Dr. Roberge has been engaged to lead curriculum development. She is helping map out a process that postgraduate programs can adopt to integrate an introductory level of Indigenous health knowledge for all learners and then within specific programs.

“The aim is for that to be built upon longitudinally within a Competence by Design perspective throughout the training process,” she adds, explaining that she is closely liaising with the specialty committees to determine what this will look like and assure it meets their needs.

“The hope is to develop something that’s going to help programs to look at themselves in terms of what does reconciliation look like within their program? And then how they can help to educate their learners and to engage with their local communities. We want to try as much as possible to lighten the burden on the local Indigenous health educators that are doing this work on the ground at all of these institutions.”

In contrast, Dr. Giroux’s role is the accreditation piece. Right now, he is working with Royal College staff to determine a set of recommendations that accreditation committees can use to integrate Indigenous health concepts within the new iteration of the institutional and program standards.

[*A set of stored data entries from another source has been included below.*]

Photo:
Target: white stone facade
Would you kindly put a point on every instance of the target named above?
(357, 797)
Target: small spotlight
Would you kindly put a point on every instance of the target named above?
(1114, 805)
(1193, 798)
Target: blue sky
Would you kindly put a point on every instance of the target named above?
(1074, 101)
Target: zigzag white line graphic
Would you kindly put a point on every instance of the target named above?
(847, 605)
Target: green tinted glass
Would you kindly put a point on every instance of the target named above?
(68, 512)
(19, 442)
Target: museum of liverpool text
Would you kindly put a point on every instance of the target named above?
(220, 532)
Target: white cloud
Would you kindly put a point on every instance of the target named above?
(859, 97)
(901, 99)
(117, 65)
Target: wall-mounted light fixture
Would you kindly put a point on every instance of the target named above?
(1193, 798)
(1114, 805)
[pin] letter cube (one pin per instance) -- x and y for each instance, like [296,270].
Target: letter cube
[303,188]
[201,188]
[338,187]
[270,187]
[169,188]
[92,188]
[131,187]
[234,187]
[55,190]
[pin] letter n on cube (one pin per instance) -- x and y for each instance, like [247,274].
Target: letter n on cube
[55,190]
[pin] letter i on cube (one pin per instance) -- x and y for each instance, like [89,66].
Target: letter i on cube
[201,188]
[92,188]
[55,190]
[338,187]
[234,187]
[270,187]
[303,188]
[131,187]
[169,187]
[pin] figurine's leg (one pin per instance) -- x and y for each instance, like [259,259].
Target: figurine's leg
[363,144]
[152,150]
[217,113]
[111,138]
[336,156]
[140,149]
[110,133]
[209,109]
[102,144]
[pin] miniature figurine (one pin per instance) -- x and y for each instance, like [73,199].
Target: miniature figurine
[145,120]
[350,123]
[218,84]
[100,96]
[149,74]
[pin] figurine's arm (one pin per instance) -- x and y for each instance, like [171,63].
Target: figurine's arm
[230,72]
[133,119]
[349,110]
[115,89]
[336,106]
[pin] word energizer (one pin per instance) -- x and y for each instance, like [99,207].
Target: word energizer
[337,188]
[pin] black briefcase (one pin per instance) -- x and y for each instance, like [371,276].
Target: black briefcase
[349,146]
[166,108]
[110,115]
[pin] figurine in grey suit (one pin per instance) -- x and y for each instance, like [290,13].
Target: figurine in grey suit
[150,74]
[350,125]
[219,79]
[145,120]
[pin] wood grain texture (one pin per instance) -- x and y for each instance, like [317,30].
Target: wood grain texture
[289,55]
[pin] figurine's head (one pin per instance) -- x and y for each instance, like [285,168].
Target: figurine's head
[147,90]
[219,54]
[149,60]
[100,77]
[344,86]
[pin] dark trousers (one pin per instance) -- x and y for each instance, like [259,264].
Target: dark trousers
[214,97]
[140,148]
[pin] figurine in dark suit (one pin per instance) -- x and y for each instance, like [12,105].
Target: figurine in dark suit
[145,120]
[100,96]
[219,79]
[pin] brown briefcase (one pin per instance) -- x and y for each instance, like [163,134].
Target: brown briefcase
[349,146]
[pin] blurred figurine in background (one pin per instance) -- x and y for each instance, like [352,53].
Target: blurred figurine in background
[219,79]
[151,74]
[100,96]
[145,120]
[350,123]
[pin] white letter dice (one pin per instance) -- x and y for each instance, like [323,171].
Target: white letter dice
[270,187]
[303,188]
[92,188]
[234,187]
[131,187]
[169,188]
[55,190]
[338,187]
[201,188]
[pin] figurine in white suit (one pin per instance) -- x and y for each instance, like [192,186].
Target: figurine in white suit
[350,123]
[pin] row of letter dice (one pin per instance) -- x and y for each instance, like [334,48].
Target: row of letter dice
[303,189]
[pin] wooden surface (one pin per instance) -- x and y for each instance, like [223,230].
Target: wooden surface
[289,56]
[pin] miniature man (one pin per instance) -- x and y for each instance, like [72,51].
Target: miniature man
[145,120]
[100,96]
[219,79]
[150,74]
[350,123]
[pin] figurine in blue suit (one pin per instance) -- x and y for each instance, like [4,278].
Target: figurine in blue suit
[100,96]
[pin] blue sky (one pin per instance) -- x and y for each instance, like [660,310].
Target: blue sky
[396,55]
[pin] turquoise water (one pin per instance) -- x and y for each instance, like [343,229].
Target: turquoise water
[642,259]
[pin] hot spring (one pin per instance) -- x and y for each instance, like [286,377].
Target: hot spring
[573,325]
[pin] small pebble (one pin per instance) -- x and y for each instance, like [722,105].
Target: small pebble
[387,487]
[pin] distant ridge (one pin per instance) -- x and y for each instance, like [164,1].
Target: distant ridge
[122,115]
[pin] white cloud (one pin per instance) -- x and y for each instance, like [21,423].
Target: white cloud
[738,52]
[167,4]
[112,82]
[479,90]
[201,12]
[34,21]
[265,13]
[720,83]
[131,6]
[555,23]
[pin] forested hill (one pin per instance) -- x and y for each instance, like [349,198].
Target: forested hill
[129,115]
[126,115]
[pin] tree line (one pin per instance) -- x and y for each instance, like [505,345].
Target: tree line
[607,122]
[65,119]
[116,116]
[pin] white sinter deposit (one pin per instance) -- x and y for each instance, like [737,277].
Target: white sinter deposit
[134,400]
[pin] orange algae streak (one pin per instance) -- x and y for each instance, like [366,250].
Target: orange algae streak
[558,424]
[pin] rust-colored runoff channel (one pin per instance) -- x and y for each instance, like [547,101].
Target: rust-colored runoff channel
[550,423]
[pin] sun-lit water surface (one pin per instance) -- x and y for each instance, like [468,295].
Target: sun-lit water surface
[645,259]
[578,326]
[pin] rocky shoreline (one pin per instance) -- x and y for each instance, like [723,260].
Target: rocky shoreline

“We know that if concepts or indicators are in accreditation, then it gives programs and institutions direction on what they need to focus on. We are also looking at the bigger process of accreditation and how we can make that more supportive of Indigenous residents and faculty, to continue pushing forward change.”

All physicians need knowledge of Indigenous health concepts

According to Dr. Roberge and Dr. Giroux, Indigenous health principles are important for all physicians, even if they feel they do not regularly care for Indigenous patients.

Dr. Roberge explains, “Indigenous folks look all different ways and so I can guarantee that physicians are encountering Indigenous patients. They may not always be aware that they are, and so that’s part of the learning.”

Likewise, many are working alongside Indigenous colleagues and may not be aware of it.

“I’d also add that some specialties may not directly interface with patients but they are still dealing, in many cases, with part of the person; it’s important to understand tissue, blood, placenta as still an extension of that person that you need to be aware of,” says Dr. Giroux. He gives the example of an Indigenous patient who may want the placenta back after a placental pathology. While the request may be rare, understanding such requests is important.

Dr. Jillian Roberge and Dr. Ryan Giroux (Photo: Royal College of Physicians and Surgeons of Canada)

Creating safe spaces for Indigenous patients and learners

With more foundational knowledge of Indigenous health, the burden placed on Indigenous individuals to challenge assumptions and help educate others is lessened.

“Throughout medical school and residency, I was the person that people would ask questions of. I was happy to do it but sometimes it really gets to you — like people assuming I don’t pay tax or people asking ‘how Indigenous are you? You look really white,’” recalls Dr. Giroux. “Sometimes having to explain the same thing over and over can be really draining.”

Dr. Roberge remembers a pivotal experience that still haunts her. She was part of a team caring for a visibly Indigenous patient. At a multidisciplinary meeting, racist comments were made about the patient. No one spoke up — including her because she didn’t feel safe to do so.

“Driving home that night, I was so angry with myself. I recited all the things I wished I had said in the moment. For that future Indigenous care provider or patient that’s in that position, I would wish for a situation where someone would have spoken up because I know in my heart that there were other people at that table who were not comfortable with what was being said.

“With education and with that administrative support and those pathways, my hope is that more people will feel empowered to speak and that future Indigenous learners and team members would have the tools and the support of their non-Indigenous colleagues so that they didn’t feel personally responsible to be the only one to speak.”